Trump provided the statistic that quantified the scale of deindustrialization.
“This is a patient that was very sick,” he said. “We inherited it. We really inherited a terrible economy, with a lot of problems including loss of manufacturing and plants closed up all over the country.”
Then the number: “We’ve lost 90,000 plants since NAFTA, if you think of that. 90,000 — it’s not even believable. About 6 million jobs.”
He returned to the surgical metaphor: “So it was a sick patient. It went through an operation on Liberation Day, and it’s going to be a booming country. A very booming country. It’s going to be amazing, actually.”
He cited the evidence: “We see it because we have trillions of dollars committed to come in.”
The 90,000 plants figure put the deindustrialization of America in its most concrete terms. Every closed plant represented a community that had lost its economic anchor — the factory around which jobs, housing values, schools, and social institutions revolved. Ninety thousand closures meant ninety thousand communities diminished or destroyed, six million workers displaced, and the cascading social consequences that followed: opioid addiction, family breakdown, population decline, and the hollowing out of the American heartland.
”They Laugh at Us Behind Our Backs”
Trump expressed the personal motivation that drove the tariff policy.
“Well, it was very easy,” he said when asked how he made the decision. “I was tired. And I think a lot of people are tired of watching other countries ripping off the United States. This is a great country.”
He described the dynamic: “They laugh at us. Behind our backs, they laugh at us because of our own stupidity and the leaders.”
He cited a specific example: “We have a Persian Gulf situation. Billions and billions of dollars are being spent on getting oil for Japan, and they’re not paying anything for it. Essentially, they’re paying nothing for it.”
He described the military commitment: “We have tankers going back and forth that our men are protecting, losing their lives. We’re spending billions and billions on protection, and those tankers are going over to Japan.”
Trump recalled a specific moment: “I watched the Kuwaiti oil minister the other day laughing as he was explaining how much money they intend to make. And I said to myself, isn’t that a shame? He’s talking about how much money they’re going to make, and here we are — he’s smiling and laughing.”
He asked the fundamental question: “Why don’t we get some of it? Why is it that we’re protecting? We have frogmen, we have helicopters, we have aircraft carriers, and all sorts of ships all over the Persian Gulf, so that this man and his little group can make a lot of money? I think it’s ridiculous.”
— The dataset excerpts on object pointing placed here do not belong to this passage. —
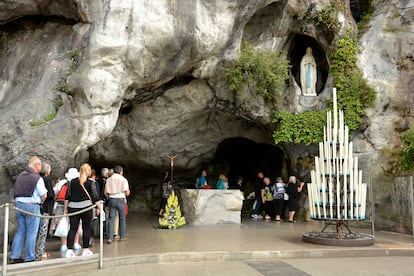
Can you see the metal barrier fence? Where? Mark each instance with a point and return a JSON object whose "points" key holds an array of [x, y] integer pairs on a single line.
{"points": [[6, 207]]}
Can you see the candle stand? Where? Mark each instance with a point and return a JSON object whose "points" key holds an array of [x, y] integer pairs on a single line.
{"points": [[336, 194]]}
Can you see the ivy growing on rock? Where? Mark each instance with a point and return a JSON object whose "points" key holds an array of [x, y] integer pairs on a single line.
{"points": [[73, 57], [264, 71]]}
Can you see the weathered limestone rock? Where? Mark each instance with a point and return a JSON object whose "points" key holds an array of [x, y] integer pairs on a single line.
{"points": [[203, 207], [149, 81]]}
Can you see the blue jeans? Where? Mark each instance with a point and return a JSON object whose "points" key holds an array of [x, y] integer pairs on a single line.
{"points": [[27, 227], [258, 207], [116, 204]]}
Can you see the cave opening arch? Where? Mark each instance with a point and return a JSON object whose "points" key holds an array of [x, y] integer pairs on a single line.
{"points": [[238, 156]]}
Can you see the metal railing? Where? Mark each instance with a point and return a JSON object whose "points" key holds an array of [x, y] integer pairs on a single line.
{"points": [[6, 207]]}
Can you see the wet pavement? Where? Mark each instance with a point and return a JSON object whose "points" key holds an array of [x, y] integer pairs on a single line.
{"points": [[250, 247]]}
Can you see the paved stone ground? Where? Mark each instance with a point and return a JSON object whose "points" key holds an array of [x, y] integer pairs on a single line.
{"points": [[251, 248]]}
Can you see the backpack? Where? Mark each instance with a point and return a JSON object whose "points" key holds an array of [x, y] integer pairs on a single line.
{"points": [[276, 193], [197, 184], [62, 193]]}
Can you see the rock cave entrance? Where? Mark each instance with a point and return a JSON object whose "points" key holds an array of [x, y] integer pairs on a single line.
{"points": [[243, 157], [297, 51]]}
The Persian Gulf example was Trump at his most viscerally persuasive. American sailors were risking their lives to protect oil shipments that enriched other nations while the United States received nothing in return. The image of a Kuwaiti minister laughing about his profits while American military personnel patrolled his shipping lanes captured the absurdity that Trump was determined to end.
Key Takeaways
- Trump revealed the Gold Card immigration program: “$5 million, could be yours — out in less than two weeks.”
- Post-Liberation Day: “Every country’s called us. Before, they would have said no. Now they’ll do anything for us.”
- He cited TikTok as an example of tariff leverage: “China will probably say, ‘We’ll approve a deal, but will you do something on the tariffs?’”
- Trump quantified deindustrialization: “We’ve lost 90,000 plants since NAFTA and about 6 million jobs.”
- On the Persian Gulf: “We have aircraft carriers protecting oil tankers going to Japan. The Kuwaiti oil minister is laughing about how much money they’ll make. Why don’t we get some of it?”